Co z tą odwagą?
Ćwiczenia w poskramianiu strachu
Odwaga jest cnotą, którą łatwiej rozpoznać i docenić, niż zrozumieć. Intuicyjnie to zdolność robienia właściwych rzeczy, kiedy ich robienie nie jest czymś łatwym. Pierwsza kontrowersja dotyczy tego, czym są właściwe rzeczy.
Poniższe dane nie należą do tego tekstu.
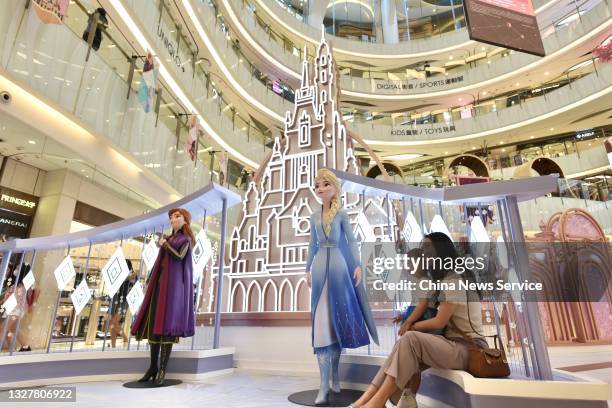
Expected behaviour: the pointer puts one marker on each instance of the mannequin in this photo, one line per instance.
(341, 315)
(166, 312)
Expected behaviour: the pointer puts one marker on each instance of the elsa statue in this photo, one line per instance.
(341, 315)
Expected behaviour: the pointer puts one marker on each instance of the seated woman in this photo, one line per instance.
(418, 349)
(424, 303)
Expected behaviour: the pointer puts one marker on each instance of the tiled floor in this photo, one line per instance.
(239, 390)
(245, 389)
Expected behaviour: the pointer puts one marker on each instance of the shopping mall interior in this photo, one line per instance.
(489, 121)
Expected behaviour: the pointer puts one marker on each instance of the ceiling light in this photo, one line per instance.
(405, 156)
(580, 65)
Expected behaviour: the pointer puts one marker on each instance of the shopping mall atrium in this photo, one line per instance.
(200, 191)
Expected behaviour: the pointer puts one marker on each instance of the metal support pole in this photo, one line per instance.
(199, 291)
(220, 275)
(15, 288)
(23, 301)
(59, 295)
(109, 313)
(517, 314)
(85, 278)
(6, 257)
(389, 217)
(138, 280)
(541, 360)
(131, 74)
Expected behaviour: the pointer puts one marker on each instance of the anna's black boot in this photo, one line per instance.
(152, 371)
(163, 363)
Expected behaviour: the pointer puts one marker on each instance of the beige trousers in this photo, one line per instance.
(413, 351)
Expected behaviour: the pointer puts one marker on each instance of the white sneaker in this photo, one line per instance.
(407, 400)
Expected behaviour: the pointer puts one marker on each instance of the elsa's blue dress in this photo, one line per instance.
(340, 311)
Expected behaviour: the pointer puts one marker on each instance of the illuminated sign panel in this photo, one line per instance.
(505, 23)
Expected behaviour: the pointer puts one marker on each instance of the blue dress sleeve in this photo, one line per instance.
(350, 238)
(314, 244)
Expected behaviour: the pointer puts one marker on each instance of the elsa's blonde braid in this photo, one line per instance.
(333, 209)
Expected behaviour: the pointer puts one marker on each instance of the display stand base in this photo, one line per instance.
(342, 399)
(150, 384)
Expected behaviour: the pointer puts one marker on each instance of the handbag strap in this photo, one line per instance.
(464, 334)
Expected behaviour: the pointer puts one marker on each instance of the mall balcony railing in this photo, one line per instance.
(201, 85)
(596, 83)
(411, 21)
(58, 63)
(476, 63)
(593, 18)
(47, 319)
(475, 106)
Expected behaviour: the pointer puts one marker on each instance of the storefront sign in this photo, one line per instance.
(17, 210)
(399, 86)
(422, 131)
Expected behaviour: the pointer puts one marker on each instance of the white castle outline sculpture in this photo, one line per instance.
(269, 246)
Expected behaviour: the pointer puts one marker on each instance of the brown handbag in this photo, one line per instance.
(484, 362)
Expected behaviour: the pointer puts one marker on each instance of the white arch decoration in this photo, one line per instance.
(264, 294)
(297, 293)
(242, 288)
(291, 294)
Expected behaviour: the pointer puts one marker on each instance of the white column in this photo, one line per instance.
(316, 12)
(389, 21)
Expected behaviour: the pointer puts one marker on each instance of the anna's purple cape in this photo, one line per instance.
(174, 314)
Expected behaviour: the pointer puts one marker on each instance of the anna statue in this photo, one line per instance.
(166, 313)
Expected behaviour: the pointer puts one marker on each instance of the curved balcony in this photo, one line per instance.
(419, 135)
(54, 62)
(441, 42)
(198, 88)
(443, 78)
(595, 88)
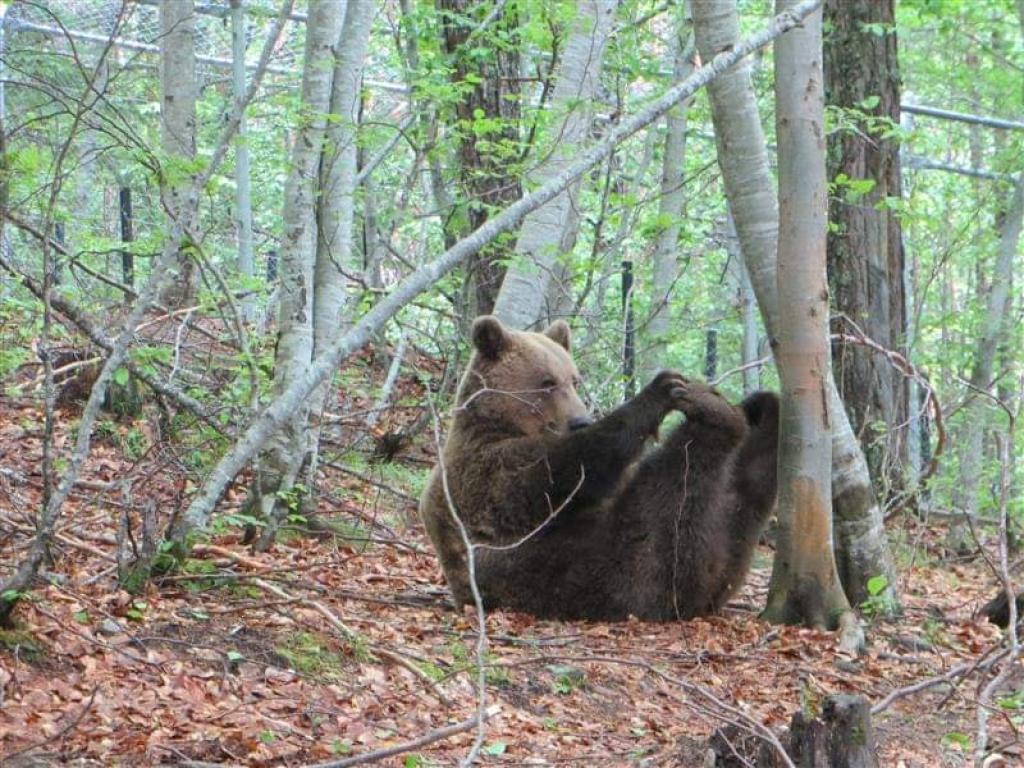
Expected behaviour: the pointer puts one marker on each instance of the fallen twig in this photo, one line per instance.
(415, 743)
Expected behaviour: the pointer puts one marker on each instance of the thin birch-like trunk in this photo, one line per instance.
(996, 305)
(665, 263)
(805, 586)
(289, 449)
(284, 408)
(177, 135)
(10, 590)
(333, 295)
(243, 198)
(861, 547)
(521, 298)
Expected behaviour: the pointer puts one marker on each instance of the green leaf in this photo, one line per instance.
(495, 748)
(955, 738)
(877, 585)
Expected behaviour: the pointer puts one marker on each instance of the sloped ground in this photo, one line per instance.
(327, 648)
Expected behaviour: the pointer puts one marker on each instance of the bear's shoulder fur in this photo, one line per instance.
(564, 518)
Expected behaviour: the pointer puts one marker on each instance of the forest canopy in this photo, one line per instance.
(243, 244)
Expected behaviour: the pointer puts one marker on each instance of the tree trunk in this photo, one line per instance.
(842, 736)
(177, 135)
(996, 306)
(285, 407)
(861, 548)
(805, 586)
(484, 159)
(665, 263)
(520, 301)
(865, 243)
(333, 296)
(243, 198)
(290, 449)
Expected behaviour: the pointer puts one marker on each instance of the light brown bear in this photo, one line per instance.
(566, 520)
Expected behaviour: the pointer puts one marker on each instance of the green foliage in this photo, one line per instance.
(880, 598)
(312, 655)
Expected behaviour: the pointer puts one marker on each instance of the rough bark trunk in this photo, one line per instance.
(805, 586)
(861, 548)
(520, 300)
(177, 135)
(841, 737)
(865, 243)
(284, 408)
(484, 159)
(289, 449)
(996, 305)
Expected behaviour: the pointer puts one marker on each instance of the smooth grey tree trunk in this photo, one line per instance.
(665, 264)
(288, 450)
(335, 293)
(805, 586)
(243, 197)
(521, 298)
(861, 548)
(996, 305)
(177, 135)
(285, 407)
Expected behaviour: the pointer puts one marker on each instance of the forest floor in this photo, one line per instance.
(326, 648)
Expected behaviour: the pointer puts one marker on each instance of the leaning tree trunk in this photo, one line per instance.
(243, 198)
(290, 449)
(285, 407)
(665, 264)
(177, 137)
(334, 295)
(488, 78)
(996, 305)
(865, 242)
(805, 586)
(520, 301)
(861, 548)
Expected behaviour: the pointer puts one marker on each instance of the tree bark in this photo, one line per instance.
(861, 547)
(177, 134)
(492, 74)
(665, 263)
(805, 586)
(290, 449)
(243, 197)
(520, 300)
(287, 404)
(865, 242)
(335, 294)
(996, 306)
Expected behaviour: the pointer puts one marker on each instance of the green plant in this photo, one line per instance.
(880, 600)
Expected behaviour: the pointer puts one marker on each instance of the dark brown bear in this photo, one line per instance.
(566, 520)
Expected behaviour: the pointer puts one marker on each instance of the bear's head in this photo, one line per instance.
(521, 382)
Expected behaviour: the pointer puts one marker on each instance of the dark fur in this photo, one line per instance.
(669, 537)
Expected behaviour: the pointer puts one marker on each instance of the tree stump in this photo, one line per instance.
(841, 737)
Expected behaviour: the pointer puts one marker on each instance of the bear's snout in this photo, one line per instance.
(579, 422)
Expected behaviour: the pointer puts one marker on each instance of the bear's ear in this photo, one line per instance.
(559, 333)
(489, 336)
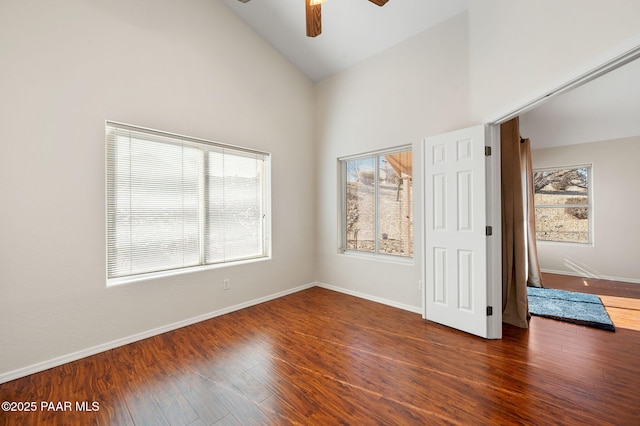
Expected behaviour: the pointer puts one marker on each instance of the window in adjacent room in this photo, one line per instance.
(563, 204)
(175, 203)
(377, 203)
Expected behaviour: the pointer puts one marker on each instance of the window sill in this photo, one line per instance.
(377, 257)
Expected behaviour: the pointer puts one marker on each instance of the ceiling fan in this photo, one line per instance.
(314, 15)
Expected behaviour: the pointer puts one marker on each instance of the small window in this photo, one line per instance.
(563, 204)
(175, 202)
(377, 203)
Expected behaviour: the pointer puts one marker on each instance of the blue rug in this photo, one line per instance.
(578, 308)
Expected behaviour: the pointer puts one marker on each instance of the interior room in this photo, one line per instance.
(307, 331)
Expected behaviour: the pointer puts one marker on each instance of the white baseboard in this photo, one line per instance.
(371, 298)
(598, 277)
(45, 365)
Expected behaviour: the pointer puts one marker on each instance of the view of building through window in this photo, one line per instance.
(563, 204)
(379, 204)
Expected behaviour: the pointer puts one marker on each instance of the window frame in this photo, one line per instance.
(342, 218)
(589, 206)
(204, 146)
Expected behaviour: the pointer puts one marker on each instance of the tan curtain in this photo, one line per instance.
(518, 225)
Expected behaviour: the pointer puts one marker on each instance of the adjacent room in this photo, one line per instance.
(214, 212)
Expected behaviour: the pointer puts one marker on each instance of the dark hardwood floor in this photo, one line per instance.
(319, 357)
(622, 300)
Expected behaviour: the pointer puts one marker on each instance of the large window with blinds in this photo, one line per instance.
(175, 203)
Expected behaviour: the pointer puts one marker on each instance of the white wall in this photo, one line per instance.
(519, 49)
(415, 89)
(188, 67)
(616, 230)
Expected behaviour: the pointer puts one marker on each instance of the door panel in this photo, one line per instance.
(455, 220)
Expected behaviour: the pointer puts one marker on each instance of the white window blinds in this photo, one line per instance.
(175, 202)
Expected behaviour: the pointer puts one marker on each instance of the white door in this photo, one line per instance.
(455, 230)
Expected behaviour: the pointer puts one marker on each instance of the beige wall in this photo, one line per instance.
(189, 67)
(616, 229)
(521, 49)
(472, 68)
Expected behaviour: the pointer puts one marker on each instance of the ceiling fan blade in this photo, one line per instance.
(314, 19)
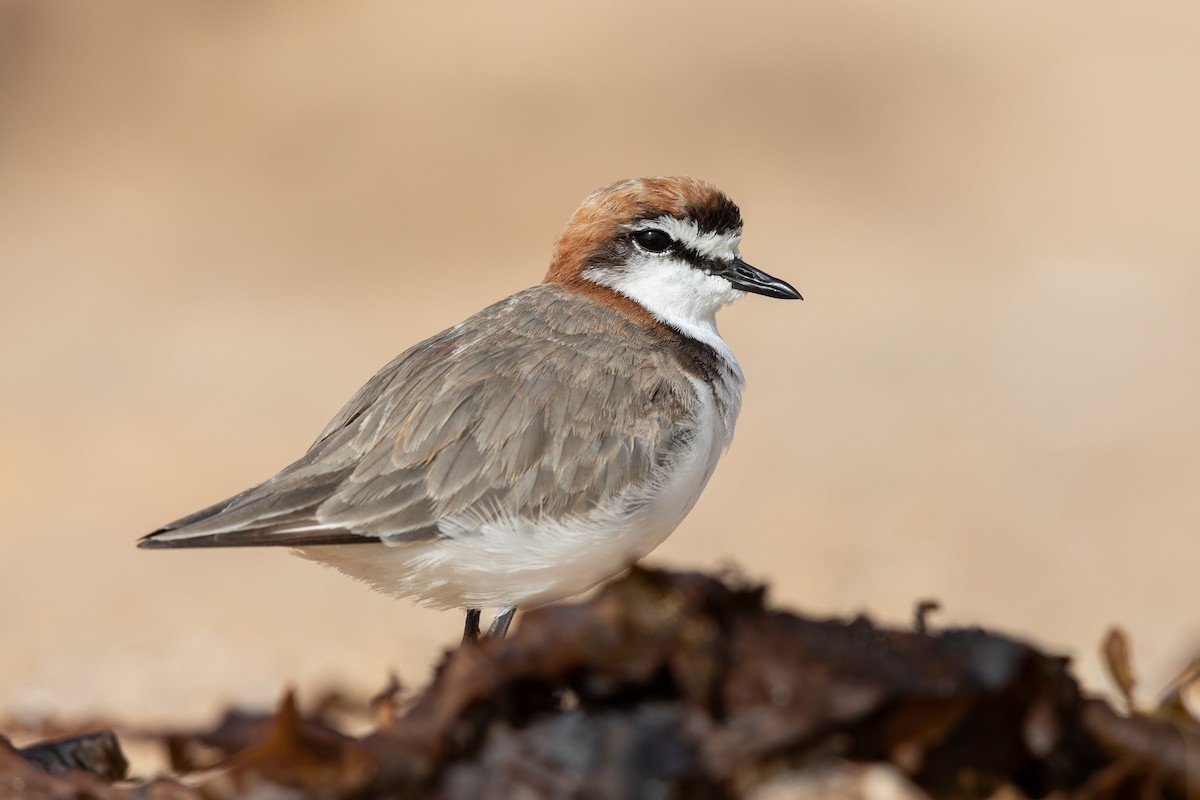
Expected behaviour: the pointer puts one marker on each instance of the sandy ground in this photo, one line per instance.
(219, 218)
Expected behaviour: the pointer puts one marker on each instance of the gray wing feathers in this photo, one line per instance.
(502, 414)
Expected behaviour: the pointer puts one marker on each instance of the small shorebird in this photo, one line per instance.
(541, 445)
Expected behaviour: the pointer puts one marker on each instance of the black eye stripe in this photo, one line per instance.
(654, 240)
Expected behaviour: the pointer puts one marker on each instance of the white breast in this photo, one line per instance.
(526, 563)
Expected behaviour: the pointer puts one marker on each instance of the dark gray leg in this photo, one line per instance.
(502, 621)
(471, 630)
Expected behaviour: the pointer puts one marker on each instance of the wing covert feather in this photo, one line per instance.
(501, 413)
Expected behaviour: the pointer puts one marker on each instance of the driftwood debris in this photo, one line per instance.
(681, 685)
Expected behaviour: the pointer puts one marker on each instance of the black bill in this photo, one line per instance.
(750, 278)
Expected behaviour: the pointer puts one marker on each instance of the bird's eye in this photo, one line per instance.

Zupełnie inaczej wygląda status tego, co należy robić, gdy rozważamy problem z perspektywy osobowej, angażującej mózgowe ośrodki przetwarzania emocji, a inaczej z perspektywy bezosobowej, włączającej struktury mózgu związane z rozwiązywaniem problemów i abstrakcyjnym rozumowaniem.


Maciej Błaszak
Kognitywista, biolog, filozof i trener biznesu, profesor Uniwersytetu im. A. Mickiewicza w Poznaniu, wykładowca na Akademii Leona Koźmińskiego w Warszawie
W ujęciu osobowym intuicje moralne tego, co właściwe, są najczęściej oparte na regułach, czyli deontologiczne. W tej perspektywie - kantowskiej - ludzie nigdy nie są środkami, lecz zawsze celami, a więc manipulacje, wynagrodzenia nieadekwatne do kompetencji czy działania na niekorzyść firmy są zawsze nieetyczne. W ujęciu bezosobowym jednak, inspirowanym utylitaryzmem Jeremy’ego Benthama, wybieram mniejsze zło i poświęcam kilku ludzi, by ratować zespół. Co ciekawe, pacjenci z uszkodzoną brzuszno-przyśrodkową korą przedczołową, przetwarzającą sygnały emocjonalne, dwukrotnie częściej podejmują decyzje utylitarne („to tylko kwestia ceny”) niż deontologiczne („to imperatyw”).